A few miles later, I pull in to Nepenthe, to a cafe recommended by correspondent Rick Janes: I get a great double espresso, giant breakfast burrito, and a road-tip from Yamaha Tracer 900GT rider Alan. A few miles later, I peeled off onto the Nacimiento-Fergusson Road - a narrow, steep and slightly bumpy road spiralling up above Highway One with spectacular views. I rode it for 10 glorious miles, until it began descending into the heat of the Central Valley - then I turned and rode back to rejoin Highway One.

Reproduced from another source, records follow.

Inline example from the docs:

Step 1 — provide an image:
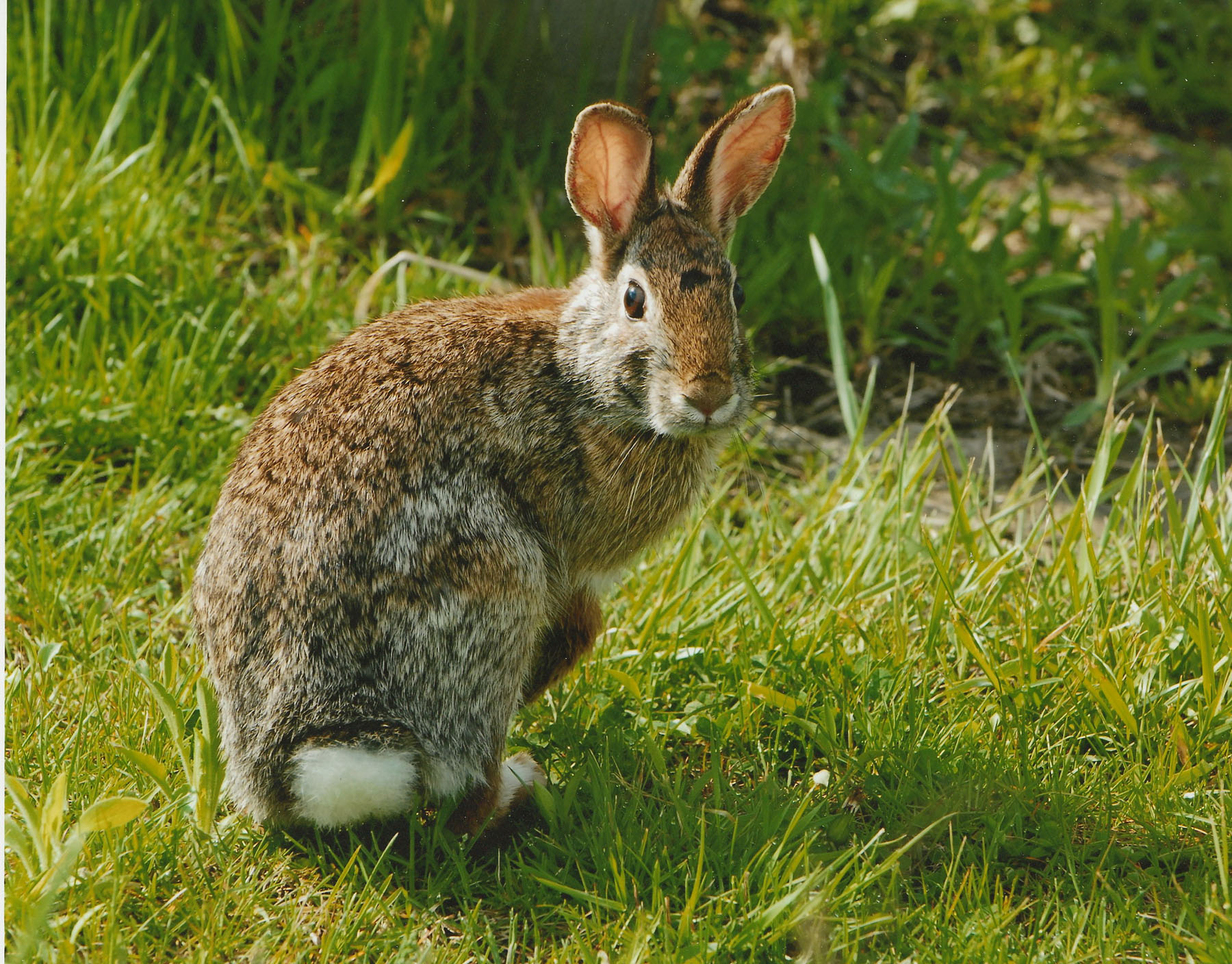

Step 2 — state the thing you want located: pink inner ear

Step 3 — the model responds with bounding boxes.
[572,114,650,234]
[710,96,795,217]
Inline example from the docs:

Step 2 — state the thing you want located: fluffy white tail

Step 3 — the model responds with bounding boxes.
[291,746,418,827]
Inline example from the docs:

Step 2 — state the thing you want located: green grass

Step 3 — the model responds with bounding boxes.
[5,3,1232,961]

As I carry on south, I run into roadworks. I'm not sure how much of the road I'm on now is the road I travelled six years ago. So much of it appears to be freshly laid, where the land has slipped and the old road must have vanished. That's not the only thing that's changed: the weather is slipping. Above the sea, a thick layer of mist. Which looks atmospheric until it starts to spread over the road, a chill layer that reduces my view and sets me shivering. I stop at Ragged Point – a quaint/expensive tourist spot with another pricy petrol pump – and put on an extra layer. I'm glad of that a few miles later, as visibility falls to perhaps 100m and the temperature dips down to 12°C.
I opt to turn inland, for a bit of proper tourism. Hearst Castle - built by newspaper magnate William Randolph Hearst - towers over the coast at San Simeon, basking in sunshine above the clouds. You park at the base, then take a bus up to the castle. It's a magnificent, slightly mad structure (exterior like a Spanish cathedral, interior like a Cambridge college dining hall) with beautiful, cool gardens and a spectacular pool: well worth the $25 dollars admission fee.
The fog gets worse as I head further south to my overnight stop in San Luis Obispo. I'm not staying in the famous Madonna Inn (outside my budget). Next morning I head south to meet Rick – to shake his hand and thank him for all the quality suggestions for roads to ride and places to visit. We meet at 8575 Perfetto Cafe just off Highway 101, in Grover Beach - where owner Genaro presents me with the best double espresso I've had in America. It should be the law that every motorcycle trip up the coast stops here for coffee. It's that good... Rick and I have a great chat but eventually I have to move on.
This final run into LA is the least exciting, rewarding bit of PCH. Especially with the persistent mist still blanketing the coast. Again, Rick saves me - suggesting the run down Foxen Canyon Road, inland and in the sunshine. It's sunny when I cut through the cutesy Danish-themed village of Solvang out over the San Marco Pass (Highway 154) to the coast at Santa Barbara, riding out onto the pier at Stearns Wharf for an ice cream. I head back inland, over Casitas Pass, then up through Wheeler Springs and into the semi-desert of Lockwood Valley, before finally picking up I-5 towards the city.